Jakarta - Aset kripto diusulkan dikenakan pungutan pajak pertambahan nilai (PPN) karena sebagai barang mewah. Hal itu diungkapkan Mantan Direktur Jenderal Pajak Abdul Anshari Ritonga.
"Kripto memenuhi syarat sebagai barang mewah jadi harus kena PPN barang mewah," kata Anshari saat rapat bersama Komisi XI DPR dalam rangka dengar pendapat mengenai revisi RUU KUP, Selasa, 6 Juli 2021.
Dia menjelaskan, uang kripto telah ditetapkan sebagai komoditas oleh Badan Pengawas Perdagangan Berjangka Komoditi (Bappebti). Sementara Bank Indonesia (BI) tidak menetapkan sebagai alat pembayaran sah, maka transaksinya juga memenuhi kriteria pengenaan pajak.
Kripto memenuhi syarat sebagai barang mewah jadi harus kena PPN barang mewah.
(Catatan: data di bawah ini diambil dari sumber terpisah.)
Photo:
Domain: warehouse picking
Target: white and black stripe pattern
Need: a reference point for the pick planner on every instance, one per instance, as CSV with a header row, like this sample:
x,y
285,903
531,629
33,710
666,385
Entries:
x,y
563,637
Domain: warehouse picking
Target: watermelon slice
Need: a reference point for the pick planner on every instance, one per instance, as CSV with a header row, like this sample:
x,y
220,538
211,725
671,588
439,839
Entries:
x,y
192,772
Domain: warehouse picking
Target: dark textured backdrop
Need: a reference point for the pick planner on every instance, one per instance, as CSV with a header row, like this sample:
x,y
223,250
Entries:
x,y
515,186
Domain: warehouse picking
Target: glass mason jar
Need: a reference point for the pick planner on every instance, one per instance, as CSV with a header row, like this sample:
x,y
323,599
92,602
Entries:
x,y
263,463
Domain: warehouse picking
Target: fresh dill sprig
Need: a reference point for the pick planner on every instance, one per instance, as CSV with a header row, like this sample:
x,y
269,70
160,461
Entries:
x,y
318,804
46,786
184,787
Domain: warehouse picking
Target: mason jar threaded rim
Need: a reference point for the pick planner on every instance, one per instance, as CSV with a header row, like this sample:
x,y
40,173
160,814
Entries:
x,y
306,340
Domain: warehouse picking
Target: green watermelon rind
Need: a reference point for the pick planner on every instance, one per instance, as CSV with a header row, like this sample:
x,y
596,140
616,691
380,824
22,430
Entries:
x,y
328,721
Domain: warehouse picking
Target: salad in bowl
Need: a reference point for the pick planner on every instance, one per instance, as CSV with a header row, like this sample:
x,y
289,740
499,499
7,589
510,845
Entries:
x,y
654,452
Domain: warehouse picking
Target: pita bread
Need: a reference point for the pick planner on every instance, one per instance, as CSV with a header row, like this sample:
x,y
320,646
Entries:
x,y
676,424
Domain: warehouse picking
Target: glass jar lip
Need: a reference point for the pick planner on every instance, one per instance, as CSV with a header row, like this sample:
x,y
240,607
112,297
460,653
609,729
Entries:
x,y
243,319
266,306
"Maka harus kena PPN dan yang menggunakan adalah orang-orang tertentu dengan transaksi cukup besar dan ini bukan seperti bahan pokok," jelasnya. Sebagai informasi, saat ini uang kripto memang sudah legal diperdagangkan di dalam negeri. Perdagangannya diawasi oleh Bappebti.
Seperti diketahui, berdasarkan data Kementerian Perdagangan mencatat rata-rata nilai transaksi uang kripto di Indonesia mencapai Rp 1,7 triliun. Sementara total transaksi uang kripto mencapai Rp 370 triliun per Mei 2021. []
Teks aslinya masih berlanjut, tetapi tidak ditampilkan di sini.